Ten days later, LJM was brought before a special meeting of the Enron directors; most participated by phone. As Fastow explained it, his personal involvement in the new partnership was an act of altruism, an unfortunate but necessary ingredient to attract outside investors to LJM and essential to Enron’s goal of hedging the Rhythms investment. Fastow insisted that LJM would provide the hedge “at no cost to Enron.” And in materials that had been sent to the directors, he insisted that, even though he would serve as LJM’s general partner, he would personally receive “no current or future (appreciated) value” from the Enron stock it held; if Enron’s shares continued to rise, those gains would all go to his limited partners.

Fastow did note, however, that he would receive a $500,000 annual management fee plus more than half the returns on any other assets in LJM. Fastow also told the board that PricewaterhouseCoopers would be issuing a fairness opinion affirming that the deal was fair to Enron. (Fastow neglected to mention that the firm was also being paid by LJM to work on the deal.) With nary a dissenting vote—or even any discussion of how to monitor the conflict—the directors passed a resolution exempting Enron’s CFO from the company’s code of ethics. Even with several other items on the agenda, the meeting was over in just an hour.

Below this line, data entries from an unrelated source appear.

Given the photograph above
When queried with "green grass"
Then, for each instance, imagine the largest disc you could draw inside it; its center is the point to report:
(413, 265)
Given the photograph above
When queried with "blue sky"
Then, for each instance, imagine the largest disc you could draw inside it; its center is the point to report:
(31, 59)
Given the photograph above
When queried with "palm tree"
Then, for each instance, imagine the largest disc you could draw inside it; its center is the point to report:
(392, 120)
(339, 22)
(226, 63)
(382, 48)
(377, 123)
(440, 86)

Neither David Duncan, Enron’s auditor, nor Rick Buy made any attempt to get in the way, despite their muttered complaints to outraged colleagues. Buy later told Vince Kaminski the project had too much momentum for him to stop it. And in fact, Fastow had clearly viewed the board approval as a mere formality. He had teed up the entire transaction before the board even met—and closed it two days after the vote.

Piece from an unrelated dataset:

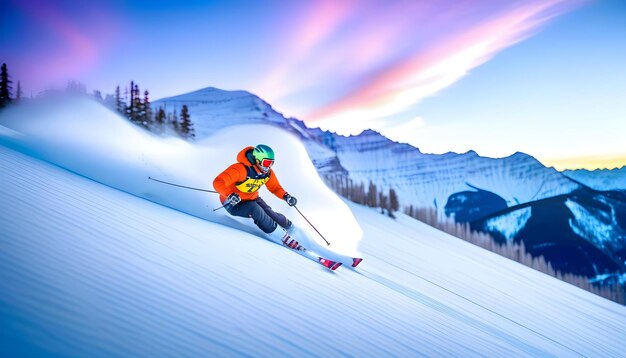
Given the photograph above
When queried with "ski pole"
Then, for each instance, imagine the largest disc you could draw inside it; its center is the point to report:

As for Kaminski, in the aftermath of his objections to LJM’s first deal, his entire group was removed from RAC and placed in Enron North America, where it was no longer in a position to stand in the way of anything Andy Fastow wanted to do.

 • • • 

As it turns out, the finances of LJM1 and Swap Sub soon moved in Fastow’s favor. The increase in Enron’s shares meant that Fastow’s new partnership was sitting in a sizable gain.